Matthew 6:12 adds the following: “For thine is the kingdom, and the power, and the glory, for ever. Amen.” “Scholars affirm the changes . . . stem from the pen of Marcion, the heretic of almost 1800 years ago. ( CR, Apr. 1954, p. 42.) The Bible is the word of God, but it is an imperfect book. When we read it, we should do so prayerfully. Through it we will feel God’s love and gain a testimony of the nature of Christ, the atonement of Christ, and God’s eternal plan for us.
The Key of Knowledge
In Luke 11:52 Christ says the Jewish leaders have taken the key of knowledge. The Joseph Smith translation helps us to understand what the Savior meant:
‘‘Woe unto you, lawyers! For ye have taken away the key of knowledge, the fullness of the scriptures; ye enter not in yourselves into the kingdom; and those who were entering in, ye hindered.” ( Luke 11:53, Inspired Version . Italics added.)
In the Book of Mormon it says that when the scriptures were first written, they were pure, but that wicked men removed plain and precious truths. This has caused a great many to stumble.
And the angel of the Lord said unto me: Thou hast beheld that the book proceeded forth from the mouth of a Jew; and when it proceeded forth from the mouth of a Jew it contained the fulness of the gospel of the Lord, of whom the twelve apostles bear record; and they bear record according to the truth which is in the Lamb of God (1 Nephi 13:24).
The Two Great Commandments
The two great commandments are to love the Lord God with all our might, mind and strength, and to love our neighbor as ourselves.
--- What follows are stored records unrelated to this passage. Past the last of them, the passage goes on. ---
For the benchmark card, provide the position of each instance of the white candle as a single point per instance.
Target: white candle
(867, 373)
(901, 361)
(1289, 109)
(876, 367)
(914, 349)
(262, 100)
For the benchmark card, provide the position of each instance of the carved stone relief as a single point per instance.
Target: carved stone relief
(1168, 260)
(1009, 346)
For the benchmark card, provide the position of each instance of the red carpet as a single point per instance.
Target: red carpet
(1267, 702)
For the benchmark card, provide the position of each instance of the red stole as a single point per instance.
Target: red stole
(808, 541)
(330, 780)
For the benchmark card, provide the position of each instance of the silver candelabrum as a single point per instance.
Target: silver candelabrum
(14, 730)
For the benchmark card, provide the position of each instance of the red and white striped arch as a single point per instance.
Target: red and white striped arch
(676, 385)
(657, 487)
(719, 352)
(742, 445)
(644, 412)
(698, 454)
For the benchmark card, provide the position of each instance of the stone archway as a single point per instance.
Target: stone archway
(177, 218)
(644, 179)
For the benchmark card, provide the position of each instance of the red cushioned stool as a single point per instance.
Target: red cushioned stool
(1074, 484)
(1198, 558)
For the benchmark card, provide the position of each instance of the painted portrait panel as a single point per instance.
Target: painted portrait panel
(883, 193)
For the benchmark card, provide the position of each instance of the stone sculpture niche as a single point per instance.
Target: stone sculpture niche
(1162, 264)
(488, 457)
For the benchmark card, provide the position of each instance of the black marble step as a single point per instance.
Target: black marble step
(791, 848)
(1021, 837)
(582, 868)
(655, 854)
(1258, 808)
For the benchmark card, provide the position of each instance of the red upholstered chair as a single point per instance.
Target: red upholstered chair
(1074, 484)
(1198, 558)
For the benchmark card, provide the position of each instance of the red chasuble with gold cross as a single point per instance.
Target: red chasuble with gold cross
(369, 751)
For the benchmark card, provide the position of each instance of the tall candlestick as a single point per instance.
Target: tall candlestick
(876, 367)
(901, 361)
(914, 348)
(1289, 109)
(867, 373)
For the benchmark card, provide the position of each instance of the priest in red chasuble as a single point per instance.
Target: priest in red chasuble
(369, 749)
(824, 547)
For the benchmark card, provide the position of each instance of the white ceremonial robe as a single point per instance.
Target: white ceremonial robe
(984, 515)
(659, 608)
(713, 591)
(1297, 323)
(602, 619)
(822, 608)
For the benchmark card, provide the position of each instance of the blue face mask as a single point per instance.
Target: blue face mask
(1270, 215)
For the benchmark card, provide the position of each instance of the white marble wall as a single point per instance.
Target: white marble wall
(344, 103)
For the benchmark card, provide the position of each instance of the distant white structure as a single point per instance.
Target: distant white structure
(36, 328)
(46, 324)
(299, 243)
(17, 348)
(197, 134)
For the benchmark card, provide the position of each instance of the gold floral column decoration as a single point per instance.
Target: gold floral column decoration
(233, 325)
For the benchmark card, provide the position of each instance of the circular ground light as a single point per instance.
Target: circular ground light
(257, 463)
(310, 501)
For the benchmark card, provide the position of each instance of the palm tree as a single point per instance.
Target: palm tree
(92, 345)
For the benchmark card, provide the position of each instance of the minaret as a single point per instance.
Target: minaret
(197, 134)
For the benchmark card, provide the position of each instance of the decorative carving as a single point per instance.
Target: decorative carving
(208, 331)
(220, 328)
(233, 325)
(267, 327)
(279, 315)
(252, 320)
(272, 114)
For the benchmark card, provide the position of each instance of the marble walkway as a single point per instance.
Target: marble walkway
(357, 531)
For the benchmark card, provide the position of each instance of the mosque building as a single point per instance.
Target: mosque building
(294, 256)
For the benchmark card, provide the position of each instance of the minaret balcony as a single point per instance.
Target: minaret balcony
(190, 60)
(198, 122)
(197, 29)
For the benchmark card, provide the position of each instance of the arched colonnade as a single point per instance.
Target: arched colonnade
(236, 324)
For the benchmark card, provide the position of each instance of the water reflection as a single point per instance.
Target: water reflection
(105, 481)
These, the Lord Jesus Christ reiterated throughout His earthly mission.
At two different points in the ministry of Jesus we read of the two great commandments. It is the first of these two occasions that you have studied in the reading block for this lesson. ( Luke 10:25–28 .) Here, a lawyer asked what he should do to gain eternal life, and Jesus had the man answer his own question by reciting from the ancient scriptures. (Compare Deuteronomy 6:5 and Leviticus 19:18 .) It was on the second occasion, however, that Jesus himself listed these two commands and gave them the place of preeminence among all the requirements of the gospel. See Matthew 22:35–39 .
*Parts of this article were adapted from The Life and Teachings of Jesus Christ, the LDS Institute New Testament Manual.